The issue came up Wednesday during a meeting of the MNsure board of directors in St. Paul, where health exchange officials said they have heard complaints about a policy that predates MNsure.
When people age 55 and older use MNsure and wind up with Medical Assistance coverage, there’s a chance the state will claim repayment for coverage costs from the enrollee’s estate.
If the enrollee’s spouse is still living at the time of the enrollee’s death, or if they have dependent children, the state would delay any such claim.
Earlier this month, the Duluth News Tribune reported about three cases in the Pine County area where enrollees say they didn’t know about the clawback provision, although MNsure and the state’s Department of Human Services (DHS) say notice is provided when people apply.
“Given the recent news that this provision is surprising to Minnesotans, we are working with DHS to try and clarify some of the language that’s right on the application,” said Allison O’Toole, the MNsure chief executive, during Wednesday’s board meeting.
In a statement Wednesday, DHS said was reviewing communications to see if improvements could be made.
Minnesota created the MNsure exchange in 2013 to implement the federal Affordable Care Act, which requires almost all Americans to have health insurance or pay a tax penalty. People use the MNsure website to enroll in Medical Assistance, which is Minnesota’s version of the state-federal Medicaid program.
People speaking out about the liens are part of a group that wouldn’t have qualified for Medical Assistance coverage before the federal health law, said Sen. Tony Lourey, DFL-Kerrick.
The Affordable Care Act eliminated several rules that previously blocked people with financial assets from Medicaid coverage, Lourey said. Plus, as part of the federal law, Minnesota expanded eligibility for adults who don’t have dependent children.
“These are small farmers that are frugal and live a very modest life and have some assets,” Lourey said in an interview.
Lourey plans to put forward a bill in the coming legislative session that would eliminate the repayments for people who received Medical Assistance health insurance coverage. The bill would not eliminate liens in cases where Medical Assistance has paid for long-term care — the context where more people are familiar with the clawback provisions.
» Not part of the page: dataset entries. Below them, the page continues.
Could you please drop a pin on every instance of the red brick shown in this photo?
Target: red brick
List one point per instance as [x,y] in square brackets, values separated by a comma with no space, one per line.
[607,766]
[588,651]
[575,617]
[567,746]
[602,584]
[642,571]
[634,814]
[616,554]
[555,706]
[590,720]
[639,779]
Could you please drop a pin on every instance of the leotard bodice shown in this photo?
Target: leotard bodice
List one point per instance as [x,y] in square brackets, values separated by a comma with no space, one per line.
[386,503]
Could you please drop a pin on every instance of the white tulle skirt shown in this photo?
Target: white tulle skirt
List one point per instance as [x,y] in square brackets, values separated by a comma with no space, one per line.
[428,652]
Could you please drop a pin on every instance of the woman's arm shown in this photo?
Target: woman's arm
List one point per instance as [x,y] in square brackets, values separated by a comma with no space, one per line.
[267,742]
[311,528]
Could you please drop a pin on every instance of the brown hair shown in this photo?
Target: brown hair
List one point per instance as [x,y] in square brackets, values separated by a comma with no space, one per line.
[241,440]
Lourey said he thinks the cost to the state would be small, since he doesn’t think Minnesota has actually pursued any claims related to the health insurance side of Medical Assistance. In the meantime, MNsure and DHS should look at improving the notice provided by current materials.
In a statement, DHS said the number of liens against real property have not gone up since the health law changes went into effect.
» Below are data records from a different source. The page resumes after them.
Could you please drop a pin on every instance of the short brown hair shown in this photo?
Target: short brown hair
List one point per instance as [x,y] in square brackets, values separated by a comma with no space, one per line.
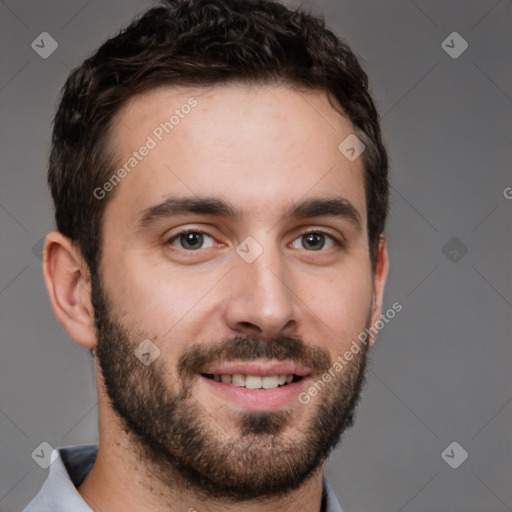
[201,43]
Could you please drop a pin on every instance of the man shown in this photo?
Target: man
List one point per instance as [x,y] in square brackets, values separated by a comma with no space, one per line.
[221,191]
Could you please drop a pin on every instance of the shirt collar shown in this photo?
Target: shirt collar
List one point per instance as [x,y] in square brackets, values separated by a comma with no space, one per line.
[69,469]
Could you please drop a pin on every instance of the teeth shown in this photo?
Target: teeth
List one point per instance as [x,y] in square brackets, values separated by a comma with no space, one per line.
[254,381]
[270,382]
[238,380]
[226,378]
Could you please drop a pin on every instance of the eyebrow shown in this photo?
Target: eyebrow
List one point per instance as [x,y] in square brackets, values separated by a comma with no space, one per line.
[338,207]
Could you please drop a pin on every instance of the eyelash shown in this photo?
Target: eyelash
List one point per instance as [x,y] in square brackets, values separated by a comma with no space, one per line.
[176,236]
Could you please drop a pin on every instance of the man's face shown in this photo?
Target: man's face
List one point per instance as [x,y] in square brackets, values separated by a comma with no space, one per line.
[245,302]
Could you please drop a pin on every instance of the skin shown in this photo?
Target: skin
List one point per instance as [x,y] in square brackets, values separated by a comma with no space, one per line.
[261,148]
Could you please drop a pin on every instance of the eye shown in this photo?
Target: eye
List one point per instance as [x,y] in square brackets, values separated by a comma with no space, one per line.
[316,241]
[191,240]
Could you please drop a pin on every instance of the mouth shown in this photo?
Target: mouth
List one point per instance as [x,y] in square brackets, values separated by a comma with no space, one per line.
[257,386]
[254,381]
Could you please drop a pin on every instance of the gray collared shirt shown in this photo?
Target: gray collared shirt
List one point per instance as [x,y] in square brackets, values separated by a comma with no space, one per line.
[69,470]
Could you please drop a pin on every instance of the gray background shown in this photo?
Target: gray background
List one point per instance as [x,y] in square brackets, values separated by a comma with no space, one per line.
[440,370]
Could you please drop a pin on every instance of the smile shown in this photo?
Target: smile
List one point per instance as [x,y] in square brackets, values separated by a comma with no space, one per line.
[254,381]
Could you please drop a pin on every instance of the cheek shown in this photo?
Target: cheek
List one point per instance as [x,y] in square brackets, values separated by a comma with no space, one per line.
[154,299]
[338,306]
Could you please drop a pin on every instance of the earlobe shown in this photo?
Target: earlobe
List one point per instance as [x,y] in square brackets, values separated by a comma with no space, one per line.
[379,282]
[67,279]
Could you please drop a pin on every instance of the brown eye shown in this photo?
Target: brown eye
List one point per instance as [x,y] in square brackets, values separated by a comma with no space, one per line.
[191,240]
[315,241]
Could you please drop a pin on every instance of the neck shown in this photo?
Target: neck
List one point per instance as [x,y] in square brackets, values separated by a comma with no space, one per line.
[120,480]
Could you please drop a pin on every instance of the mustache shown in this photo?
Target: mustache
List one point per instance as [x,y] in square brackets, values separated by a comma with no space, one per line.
[251,347]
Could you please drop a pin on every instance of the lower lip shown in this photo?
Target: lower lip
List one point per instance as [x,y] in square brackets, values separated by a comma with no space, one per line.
[258,399]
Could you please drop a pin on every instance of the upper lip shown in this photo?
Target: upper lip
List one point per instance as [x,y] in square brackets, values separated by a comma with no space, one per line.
[259,368]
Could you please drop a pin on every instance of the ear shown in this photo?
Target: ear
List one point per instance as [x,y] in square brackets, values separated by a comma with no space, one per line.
[379,282]
[67,278]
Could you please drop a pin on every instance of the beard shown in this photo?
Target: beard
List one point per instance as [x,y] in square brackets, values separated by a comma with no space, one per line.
[179,440]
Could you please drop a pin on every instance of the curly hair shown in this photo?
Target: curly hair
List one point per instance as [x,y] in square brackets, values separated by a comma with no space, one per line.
[202,43]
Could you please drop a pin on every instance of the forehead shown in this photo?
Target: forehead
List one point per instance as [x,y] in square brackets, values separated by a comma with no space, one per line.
[261,147]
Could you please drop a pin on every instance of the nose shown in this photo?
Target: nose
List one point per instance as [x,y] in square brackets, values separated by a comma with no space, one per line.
[260,299]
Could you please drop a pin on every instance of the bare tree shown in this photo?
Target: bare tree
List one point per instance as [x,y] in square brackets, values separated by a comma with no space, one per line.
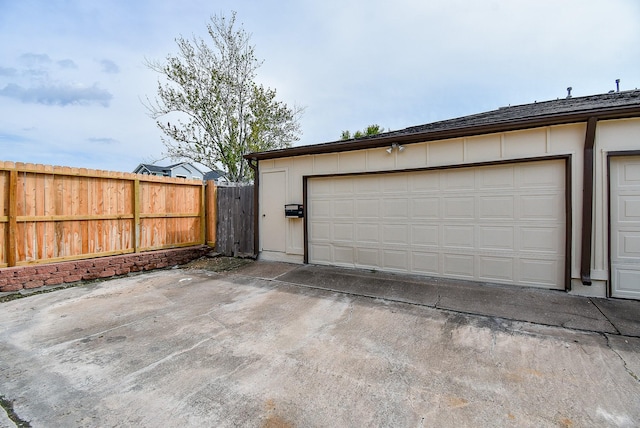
[210,108]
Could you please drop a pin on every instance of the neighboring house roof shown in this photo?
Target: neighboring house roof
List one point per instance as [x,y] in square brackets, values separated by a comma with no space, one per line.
[150,168]
[214,175]
[566,110]
[165,169]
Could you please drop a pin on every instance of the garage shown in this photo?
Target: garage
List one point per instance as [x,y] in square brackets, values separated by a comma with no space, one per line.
[625,226]
[501,223]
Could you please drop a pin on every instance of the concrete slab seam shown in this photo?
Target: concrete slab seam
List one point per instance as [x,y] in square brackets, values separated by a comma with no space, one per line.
[624,362]
[7,405]
[436,307]
[605,317]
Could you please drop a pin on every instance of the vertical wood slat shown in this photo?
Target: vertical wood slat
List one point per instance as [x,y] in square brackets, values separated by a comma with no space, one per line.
[203,216]
[234,235]
[13,218]
[136,216]
[211,213]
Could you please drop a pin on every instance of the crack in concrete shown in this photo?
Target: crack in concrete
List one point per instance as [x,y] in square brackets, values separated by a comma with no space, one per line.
[605,317]
[624,362]
[7,405]
[437,303]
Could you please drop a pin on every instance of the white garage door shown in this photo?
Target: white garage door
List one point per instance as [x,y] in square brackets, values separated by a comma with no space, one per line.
[625,227]
[502,223]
“Because the people under the ACA and affected by estate recovery are relatively young (55-65) recovery numbers are not going to be higher,” the department said.
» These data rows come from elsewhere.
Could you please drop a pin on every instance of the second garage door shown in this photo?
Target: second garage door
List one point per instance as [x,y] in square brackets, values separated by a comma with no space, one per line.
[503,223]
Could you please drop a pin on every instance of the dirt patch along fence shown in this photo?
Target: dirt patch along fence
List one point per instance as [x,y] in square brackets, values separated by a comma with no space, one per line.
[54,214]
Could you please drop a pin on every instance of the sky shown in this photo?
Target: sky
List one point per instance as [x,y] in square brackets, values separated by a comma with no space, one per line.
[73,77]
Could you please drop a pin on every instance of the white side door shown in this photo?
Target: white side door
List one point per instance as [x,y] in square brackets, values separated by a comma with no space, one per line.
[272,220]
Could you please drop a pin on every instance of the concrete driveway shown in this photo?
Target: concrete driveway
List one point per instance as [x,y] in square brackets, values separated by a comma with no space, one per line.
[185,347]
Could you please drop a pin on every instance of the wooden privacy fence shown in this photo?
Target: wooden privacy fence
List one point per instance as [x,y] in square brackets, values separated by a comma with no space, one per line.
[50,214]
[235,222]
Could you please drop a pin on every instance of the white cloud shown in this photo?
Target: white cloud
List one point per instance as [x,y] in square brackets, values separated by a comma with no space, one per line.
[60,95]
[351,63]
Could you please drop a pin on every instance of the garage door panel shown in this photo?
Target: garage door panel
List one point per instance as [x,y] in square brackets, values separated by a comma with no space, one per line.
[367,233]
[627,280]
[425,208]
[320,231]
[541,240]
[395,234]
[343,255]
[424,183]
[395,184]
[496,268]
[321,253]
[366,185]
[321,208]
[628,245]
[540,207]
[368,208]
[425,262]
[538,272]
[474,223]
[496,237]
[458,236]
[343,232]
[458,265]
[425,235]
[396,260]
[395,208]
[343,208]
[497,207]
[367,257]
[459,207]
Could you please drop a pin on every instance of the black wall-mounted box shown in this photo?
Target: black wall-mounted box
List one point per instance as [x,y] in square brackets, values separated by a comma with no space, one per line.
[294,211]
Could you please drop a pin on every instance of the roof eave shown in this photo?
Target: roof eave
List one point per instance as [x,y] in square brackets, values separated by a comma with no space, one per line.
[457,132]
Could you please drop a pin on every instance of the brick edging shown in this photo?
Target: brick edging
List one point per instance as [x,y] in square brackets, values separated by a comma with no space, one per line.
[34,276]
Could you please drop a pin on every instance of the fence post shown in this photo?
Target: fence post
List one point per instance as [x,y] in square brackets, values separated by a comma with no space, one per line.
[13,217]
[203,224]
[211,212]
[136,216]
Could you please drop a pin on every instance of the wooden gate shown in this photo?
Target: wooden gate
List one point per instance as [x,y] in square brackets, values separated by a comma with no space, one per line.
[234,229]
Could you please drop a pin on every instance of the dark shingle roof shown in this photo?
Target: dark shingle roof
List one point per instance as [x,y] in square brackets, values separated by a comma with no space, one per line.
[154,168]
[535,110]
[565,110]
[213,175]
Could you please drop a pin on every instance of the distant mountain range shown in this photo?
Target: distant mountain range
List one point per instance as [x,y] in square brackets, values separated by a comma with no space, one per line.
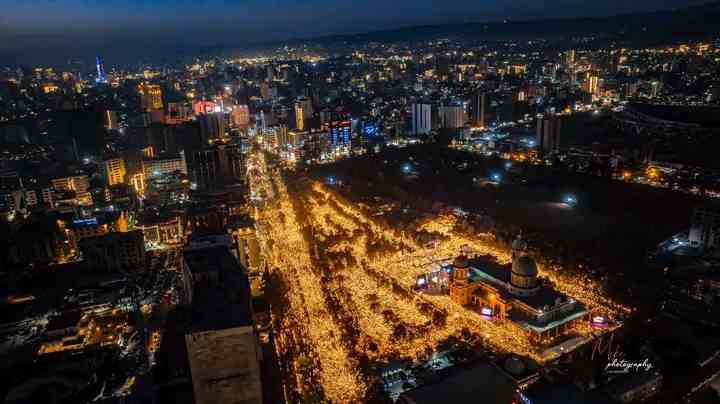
[698,22]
MNsure board member Phil Norrgard said Wednesday the issue highlights inconsistencies in Minnesota’s public health insurance programs, since the state doesn’t attempt to recover from the estates of people covered in the MinnesotaCare program. People going through MNsure also can wind up with coverage in MinnesotaCare, which covers a group often described as the “working poor.”
O’Toole said the state does not seek to recover costs for people who obtain tax credits through MNsure for private health insurance policies. She called the situation “a DHS, not a MNsure issue.”